Search code examples
javascriptgoogle-chrome-extension

How can I get selected text in pdf in Javascript?


I'm writing a Chrome Extention to manipulate pdf file so I want to get selected text in the pdf. How can I do that.

Some thing like that:

enter image description here


Solution

  • You can use the internal undocumented commands of the built-in PDF viewer.

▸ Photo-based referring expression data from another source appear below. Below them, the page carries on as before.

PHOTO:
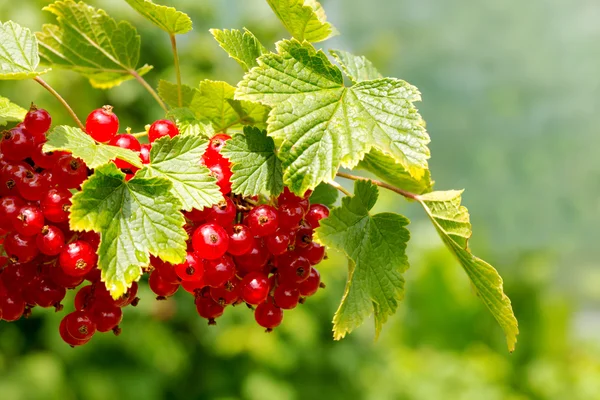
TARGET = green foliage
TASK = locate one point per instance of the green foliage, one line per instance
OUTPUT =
(321, 125)
(166, 18)
(90, 42)
(243, 47)
(10, 112)
(134, 218)
(178, 161)
(376, 248)
(18, 52)
(304, 19)
(81, 145)
(451, 220)
(254, 163)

    Here's an example of a content script:

    function getPdfSelectedText() {
      return new Promise(resolve => {
        window.addEventListener('message', function onMessage(e) {
          if (e.origin === 'chrome-extension://mhjfbmdgcfjbbpaeojofohoefgiehjai' &&
              e.data && e.data.type === 'getSelectedTextReply') {
            window.removeEventListener('message', onMessage);
            resolve(e.data.selectedText);
          }
        });
        // runs code in page context to access postMessage of the embedded plugin
        const script = document.createElement('script');
        if (chrome.runtime.getManifest().manifest_version > 2) {
          script.src = chrome.runtime.getURL('query-pdf.js');
        } else {
          script.textContent = `(${() => {
            document.querySelector('embed').postMessage({type: 'getSelectedText'}, '*');
          }})()`;
        }
        document.documentElement.appendChild(script);
        script.remove();
      });
    }
    
    chrome.runtime.onMessage.addListener((msg, sender, sendResponse) => {
      if (msg === 'getPdfSelection') {
        getPdfSelectedText().then(sendResponse);
        return true;
      }
    });
    

    This example assumes you send a message from the popup or background script:

    chrome.tabs.query({active: true, currentWindow: true}, ([tab]) => {
      chrome.tabs.sendMessage(tab.id, 'getPdfSelection', sel => {
        // do something
      });
    });
    

    See also How to open the correct devtools console to see output from an extension script?

    ManifestV3 extensions also need this:

    • manifest.json should expose query-pdf.js

        "web_accessible_resources": [{
          "resources": ["query-pdf.js"],
          "matches": ["<all_urls>"],
          "use_dynamic_url": true
        }]
      
    • query-pdf.js

      document.querySelector('embed').postMessage({type: 'getSelectedText'}, '*')